W sieci pojawiło się nagranie łamiące serce. Widać na nim suczkę o imieniu Dinka, która została porzucona przez właścicieli. Pies był jednak tak wierny, że przez kilka kilometrów biegł za autem właścicieli ryzykując potrąceniem. Teraz internauci chcą pomóc porzuconemu zwierzakowi.
Nagranie zostało zarejestrowane i opublikowane przez kobietę, która twierdzi, że widziała wcześniej jak ludzie z samochodu porzucili w lesie psa. Następnie starali się odjechać z miejsca, ale ze względu na złą nawierzchnię i duży ruch na drodze nie mogli tego zrobić dostatecznie szybko.
W efekcie suczka Dinka widząc odjeżdżające auto rzuciła się w rozpaczliwą pogoń. Autorka nagrania przekonuje, że gonitwa trwała przez kilka kilometrów po bardzo ruchliwej drodze. Zwierzę mogło w każdej chwili zostać potrącone. Właściciele jednak się nie zatrzymali.
Dziki pies?
Internauci szybko ustalili, kim jest kobieta, której auto goniło zwierzę. Diliara Nosowa nie zgadza się jednak z oskarżeniami. 30-latka tłumaczy, że Dinka jest dzikim psem, który mieszka w pobliżu jej działki. Kobieta utrzymuje, że regularnie karmi suczkę i szóstkę jej szczeniąt. Nosowa twierdzi też, że pies regularnie biegnie za nią do sklepu, a potem wraca do młodych.

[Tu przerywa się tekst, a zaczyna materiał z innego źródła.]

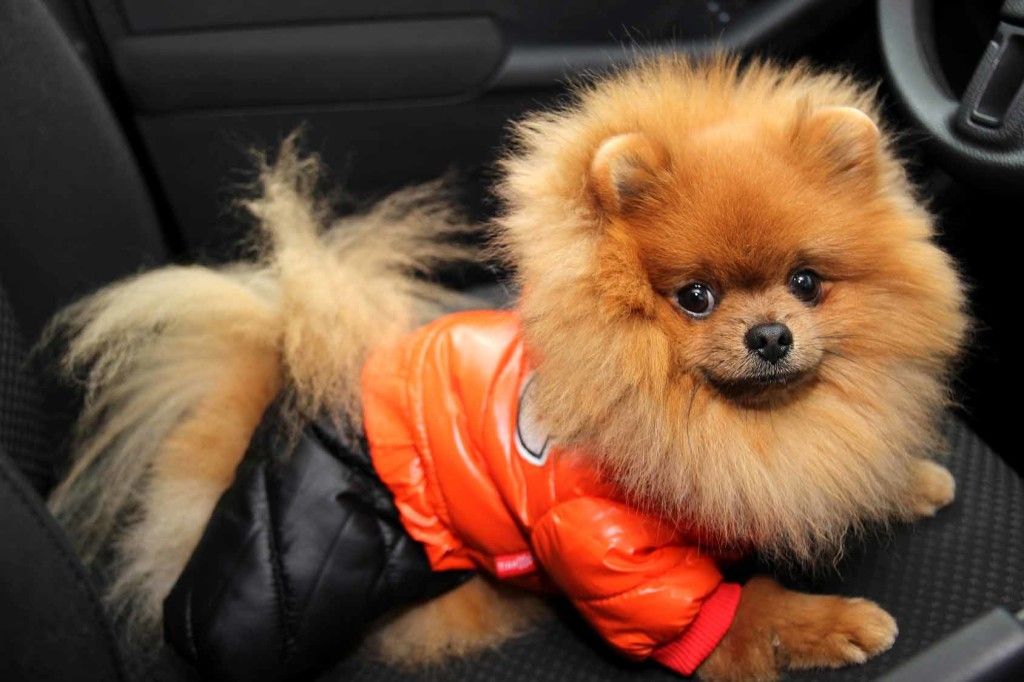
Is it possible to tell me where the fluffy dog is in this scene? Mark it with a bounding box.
[51,58,968,680]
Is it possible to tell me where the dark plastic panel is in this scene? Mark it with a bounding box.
[0,0,166,335]
[113,16,502,112]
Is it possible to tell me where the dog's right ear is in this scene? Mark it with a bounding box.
[590,133,669,215]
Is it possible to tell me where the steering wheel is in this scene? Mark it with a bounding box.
[878,0,1024,193]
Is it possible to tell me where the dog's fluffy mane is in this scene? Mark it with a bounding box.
[497,56,967,561]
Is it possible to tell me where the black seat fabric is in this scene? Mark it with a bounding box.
[0,283,54,491]
[0,447,125,682]
[0,0,166,340]
[119,419,1024,682]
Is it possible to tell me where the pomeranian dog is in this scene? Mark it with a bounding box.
[50,57,968,680]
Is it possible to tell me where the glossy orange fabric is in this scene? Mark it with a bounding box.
[362,310,739,673]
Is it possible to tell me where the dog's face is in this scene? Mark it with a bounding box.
[502,61,967,557]
[592,109,914,408]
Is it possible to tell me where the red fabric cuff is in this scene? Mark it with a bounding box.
[650,583,740,675]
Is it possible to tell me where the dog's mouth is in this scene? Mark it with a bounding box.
[703,370,813,403]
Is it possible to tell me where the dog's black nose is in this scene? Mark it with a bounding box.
[743,323,793,363]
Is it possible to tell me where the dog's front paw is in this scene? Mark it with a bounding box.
[910,460,956,518]
[777,595,898,669]
[698,578,897,682]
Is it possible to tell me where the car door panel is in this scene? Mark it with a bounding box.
[84,0,859,260]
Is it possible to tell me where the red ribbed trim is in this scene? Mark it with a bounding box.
[650,583,740,675]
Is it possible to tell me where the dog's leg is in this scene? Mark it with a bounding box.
[698,578,897,682]
[110,351,281,632]
[910,460,956,518]
[368,577,545,667]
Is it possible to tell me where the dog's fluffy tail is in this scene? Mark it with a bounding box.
[49,136,474,622]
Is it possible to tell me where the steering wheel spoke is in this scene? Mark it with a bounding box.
[876,0,1024,191]
[956,9,1024,147]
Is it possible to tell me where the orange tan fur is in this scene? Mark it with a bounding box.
[500,58,967,560]
[51,57,968,680]
[49,137,474,641]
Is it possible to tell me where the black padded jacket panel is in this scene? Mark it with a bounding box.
[164,408,468,682]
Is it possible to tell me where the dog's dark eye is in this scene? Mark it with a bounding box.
[790,268,821,303]
[676,282,715,317]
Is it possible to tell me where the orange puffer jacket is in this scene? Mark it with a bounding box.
[362,311,740,675]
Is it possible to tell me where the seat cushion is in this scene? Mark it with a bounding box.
[121,418,1024,682]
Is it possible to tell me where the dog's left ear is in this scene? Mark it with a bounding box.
[590,133,669,215]
[799,106,882,176]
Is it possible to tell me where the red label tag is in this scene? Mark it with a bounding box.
[495,551,537,578]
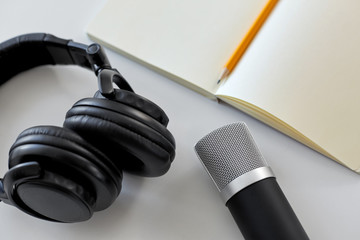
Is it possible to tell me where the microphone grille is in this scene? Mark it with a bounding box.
[195,122,267,191]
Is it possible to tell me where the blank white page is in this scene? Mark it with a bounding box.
[217,0,360,172]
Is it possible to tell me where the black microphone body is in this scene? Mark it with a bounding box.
[226,178,308,240]
[195,123,309,240]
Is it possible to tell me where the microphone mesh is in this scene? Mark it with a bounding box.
[195,122,267,191]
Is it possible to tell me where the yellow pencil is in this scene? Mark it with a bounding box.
[217,0,278,84]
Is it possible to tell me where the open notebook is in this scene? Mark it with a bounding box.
[87,0,360,172]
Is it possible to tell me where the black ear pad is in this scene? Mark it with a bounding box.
[94,89,169,127]
[4,126,122,221]
[64,95,175,177]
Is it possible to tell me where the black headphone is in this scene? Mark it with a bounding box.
[0,33,175,222]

Czytaj także: Jak się zachować, kiedy spotkamy dzikie zwierzę na swojej drodze? Ekspert udzielił kilku prostych porad
Cała sprawa bardzo poruszyła internautów. Obecnie poszukują dla Dinki nowego właściciela, który doceni jej oddanie. Zbierają również fundusze na sterylizację psa.